Modern researchers tend to put a particular emphasis on the role of spirituality and religious beliefs in health assessment. Thus, numerous studies are carried out to evaluate the strength of the relevant interconnection and define the outcomes it might potentially imply for clinical decision-making. The paper at hand is, therefore, aimed at elucidating the interpretation of spirituality that current literature provides and applying personal experience to the problem analysis. The key idea of the paper resides in the assumption that spirituality is an important internal factor that has a powerful impact on healthcare processes associated with both employees and patients.
First and foremost, researchers insist on distinguishing between the concepts of spirituality and religion. While the latter is referred to as a “set of values, doctrines, and principles” that shapes one’s moral framework, the former is defined as a “religious tendency” that represents a personal interpretation of the religious postulates (Kumar & Kumar, 2014, p.346). In other words, religion serves to be the basis of spiritual values and attitudes.
My spirituality relies on Christianity and the associated concepts. In the nursing context, it assists me to carry out a holistic approach to care delivery. In other words, apart from physical and psychological dimensions, I, likewise, consider spiritual and religious aspects while evaluating the needs of my patients. Additionally, spirituality helps me resist work-related stress. Hence, Christianity principles are closely associated with tolerance, so I strive to develop this useful quality and apply it to prevent occupational burnout. From this perspective, my experience is not unique. Hence, recent research has revealed that workplace spirituality reduces stress and anxiety (Kumar & Kumar, 2014).

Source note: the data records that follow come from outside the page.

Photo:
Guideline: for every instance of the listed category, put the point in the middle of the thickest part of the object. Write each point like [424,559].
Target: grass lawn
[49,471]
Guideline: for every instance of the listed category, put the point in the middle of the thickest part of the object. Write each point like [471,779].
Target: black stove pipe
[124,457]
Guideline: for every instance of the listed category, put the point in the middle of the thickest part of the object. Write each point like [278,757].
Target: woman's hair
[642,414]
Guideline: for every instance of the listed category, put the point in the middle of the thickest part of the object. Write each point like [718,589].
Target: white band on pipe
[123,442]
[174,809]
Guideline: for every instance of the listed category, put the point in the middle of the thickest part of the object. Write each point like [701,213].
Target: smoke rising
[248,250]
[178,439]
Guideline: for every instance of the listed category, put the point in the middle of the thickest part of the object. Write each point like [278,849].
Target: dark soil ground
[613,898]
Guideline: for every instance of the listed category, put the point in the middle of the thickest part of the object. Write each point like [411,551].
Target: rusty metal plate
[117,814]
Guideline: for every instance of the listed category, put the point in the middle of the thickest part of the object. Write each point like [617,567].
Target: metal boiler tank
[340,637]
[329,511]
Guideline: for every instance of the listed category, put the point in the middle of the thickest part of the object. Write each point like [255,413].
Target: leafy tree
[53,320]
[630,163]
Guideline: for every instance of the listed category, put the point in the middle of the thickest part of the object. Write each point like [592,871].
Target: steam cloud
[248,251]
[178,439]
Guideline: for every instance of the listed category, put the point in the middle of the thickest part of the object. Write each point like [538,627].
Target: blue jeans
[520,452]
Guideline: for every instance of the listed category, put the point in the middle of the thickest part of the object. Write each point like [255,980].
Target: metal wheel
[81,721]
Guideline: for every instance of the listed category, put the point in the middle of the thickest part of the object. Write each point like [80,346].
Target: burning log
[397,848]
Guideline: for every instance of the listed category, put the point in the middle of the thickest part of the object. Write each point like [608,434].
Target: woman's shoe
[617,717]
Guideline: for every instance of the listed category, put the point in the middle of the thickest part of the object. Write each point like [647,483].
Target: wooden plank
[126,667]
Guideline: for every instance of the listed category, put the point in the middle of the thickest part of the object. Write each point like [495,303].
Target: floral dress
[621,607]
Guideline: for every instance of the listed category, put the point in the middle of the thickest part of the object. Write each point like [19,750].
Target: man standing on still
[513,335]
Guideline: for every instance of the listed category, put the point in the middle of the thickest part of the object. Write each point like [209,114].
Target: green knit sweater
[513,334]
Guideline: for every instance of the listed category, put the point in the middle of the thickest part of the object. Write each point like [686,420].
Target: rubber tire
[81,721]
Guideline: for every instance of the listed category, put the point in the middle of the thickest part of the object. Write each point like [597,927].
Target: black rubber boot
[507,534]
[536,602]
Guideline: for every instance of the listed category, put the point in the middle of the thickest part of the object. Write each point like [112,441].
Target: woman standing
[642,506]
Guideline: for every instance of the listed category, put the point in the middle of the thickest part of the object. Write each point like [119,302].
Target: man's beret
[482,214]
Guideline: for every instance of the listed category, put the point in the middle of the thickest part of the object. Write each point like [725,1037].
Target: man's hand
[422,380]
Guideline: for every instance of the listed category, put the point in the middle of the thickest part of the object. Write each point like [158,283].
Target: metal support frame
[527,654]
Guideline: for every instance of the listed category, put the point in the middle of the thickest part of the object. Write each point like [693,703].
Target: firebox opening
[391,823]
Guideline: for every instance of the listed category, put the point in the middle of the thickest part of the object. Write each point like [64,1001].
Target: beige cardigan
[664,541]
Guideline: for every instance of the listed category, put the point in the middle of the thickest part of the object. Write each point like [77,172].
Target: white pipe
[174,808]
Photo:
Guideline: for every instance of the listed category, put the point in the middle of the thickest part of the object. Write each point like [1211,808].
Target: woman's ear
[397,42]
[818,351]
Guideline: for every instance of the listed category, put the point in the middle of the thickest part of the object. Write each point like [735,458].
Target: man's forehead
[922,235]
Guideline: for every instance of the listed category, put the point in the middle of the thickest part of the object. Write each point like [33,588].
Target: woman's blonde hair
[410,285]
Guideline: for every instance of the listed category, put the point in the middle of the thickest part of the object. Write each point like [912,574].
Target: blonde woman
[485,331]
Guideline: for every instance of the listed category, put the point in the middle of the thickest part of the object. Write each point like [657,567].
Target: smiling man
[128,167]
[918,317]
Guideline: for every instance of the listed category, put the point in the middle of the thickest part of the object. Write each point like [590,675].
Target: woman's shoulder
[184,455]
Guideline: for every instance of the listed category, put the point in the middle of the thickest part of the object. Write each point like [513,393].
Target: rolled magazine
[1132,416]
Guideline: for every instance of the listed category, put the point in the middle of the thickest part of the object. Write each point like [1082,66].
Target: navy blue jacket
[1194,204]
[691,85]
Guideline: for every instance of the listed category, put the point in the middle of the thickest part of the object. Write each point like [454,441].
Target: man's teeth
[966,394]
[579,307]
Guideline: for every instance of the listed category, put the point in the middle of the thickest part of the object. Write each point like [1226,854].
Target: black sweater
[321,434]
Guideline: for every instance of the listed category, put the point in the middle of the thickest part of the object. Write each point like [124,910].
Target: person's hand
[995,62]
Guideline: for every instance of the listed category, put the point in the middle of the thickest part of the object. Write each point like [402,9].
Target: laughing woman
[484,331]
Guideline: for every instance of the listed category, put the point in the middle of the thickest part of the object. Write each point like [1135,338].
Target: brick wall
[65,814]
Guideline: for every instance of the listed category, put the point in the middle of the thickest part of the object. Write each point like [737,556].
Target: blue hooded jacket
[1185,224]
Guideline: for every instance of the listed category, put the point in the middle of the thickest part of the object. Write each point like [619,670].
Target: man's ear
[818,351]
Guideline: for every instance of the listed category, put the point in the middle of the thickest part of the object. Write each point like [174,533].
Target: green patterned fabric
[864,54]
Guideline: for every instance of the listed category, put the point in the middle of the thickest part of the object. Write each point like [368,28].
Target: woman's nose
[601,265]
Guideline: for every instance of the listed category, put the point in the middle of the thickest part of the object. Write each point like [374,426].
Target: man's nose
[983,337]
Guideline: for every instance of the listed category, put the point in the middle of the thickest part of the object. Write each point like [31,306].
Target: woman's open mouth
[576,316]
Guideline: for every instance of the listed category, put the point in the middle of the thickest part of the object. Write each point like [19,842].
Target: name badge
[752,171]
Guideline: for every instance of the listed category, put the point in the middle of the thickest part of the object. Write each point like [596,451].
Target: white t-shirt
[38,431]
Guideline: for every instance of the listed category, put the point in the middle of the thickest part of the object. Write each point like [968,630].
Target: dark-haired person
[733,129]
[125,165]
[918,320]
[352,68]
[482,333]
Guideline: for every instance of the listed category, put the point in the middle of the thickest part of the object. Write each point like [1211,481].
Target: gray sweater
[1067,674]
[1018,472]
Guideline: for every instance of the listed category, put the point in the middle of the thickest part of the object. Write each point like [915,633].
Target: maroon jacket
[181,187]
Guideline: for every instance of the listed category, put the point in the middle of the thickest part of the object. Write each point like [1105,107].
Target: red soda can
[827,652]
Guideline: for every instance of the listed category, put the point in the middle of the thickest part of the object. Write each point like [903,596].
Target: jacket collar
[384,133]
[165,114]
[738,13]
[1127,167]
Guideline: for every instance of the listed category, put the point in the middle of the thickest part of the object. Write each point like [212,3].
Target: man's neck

Patients’ spirituality also plays an important role in shaping care delivery. Numerous studies show that apart from positive implications, religious beliefs might likewise imply some attitudes that impede the treatment process (Jaul, Zabari, & Brodsky, 2014). My practice shows that a large number of religious patients are particularly skeptical and cautious about medical interventions. For example, one of my patients refused to undergo a blood transfusion due to her conviction that this procedure contradicted religious principles. Therefore, I had to examine the relevant literature to reshape her vision of this intervention and persuade her that blood transfusion could not abuse her religious values.
The most critical nursing concern related to spirituality that should be discussed is the prejudices associated with religion. Hence, the lack of relevant knowledge and cultural competence makes nurses generate ungrounded assumptions about the need of a patient when they learn his or her religious status. My observation can be supported by the relevant statistics that show that a wrongful assessment of the patients’ needs is commonly connected with the biased interpretation of their spirituality (Elliot, 2011). Therefore, I might conclude that religion-related competence is not fully integrated into the health assessment system. From this standpoint, my spirituality lets me understand the important role of religious principles in shaping the psychological attitude towards the environment. As a result, in the future perspective, it will also impact my interaction with patients significantly. Thus, for instance, when the health history is already completed I will examine the key postulates of the indicated religion to target an effective communication strategy and help my patient acquire a positive reinforcement in the process of recovery.
It should be concluded that spirituality plays an important role in health assessment and should be considered along with such dimensions as physical and psychological factors. Religious values and beliefs cannot be imposed on a nurse; meanwhile, the latter is obliged to develop the religion-related competence to provide a high-quality and multi-sided assessment of the patients’ needs and requirements.
Elliot, R. (2011). Spirituality, mental health nursing, and assessment. Journal of Community Nursing, 25(3), 4-10.
Jaul, E., Zabari, Y., & Brodsky, J. (2014). Spiritual background and its association with the medical decision of, DNR at terminal life stages. Gerontology and Geriatrics, 58(1), 25-29.
Kumar, V., & Kumar, S., (2014). Workplace spirituality as a moderator in relation between stress and health: An exploratory empirical assessment. Applied International Review of Psychiatry, 26(3), 344-351.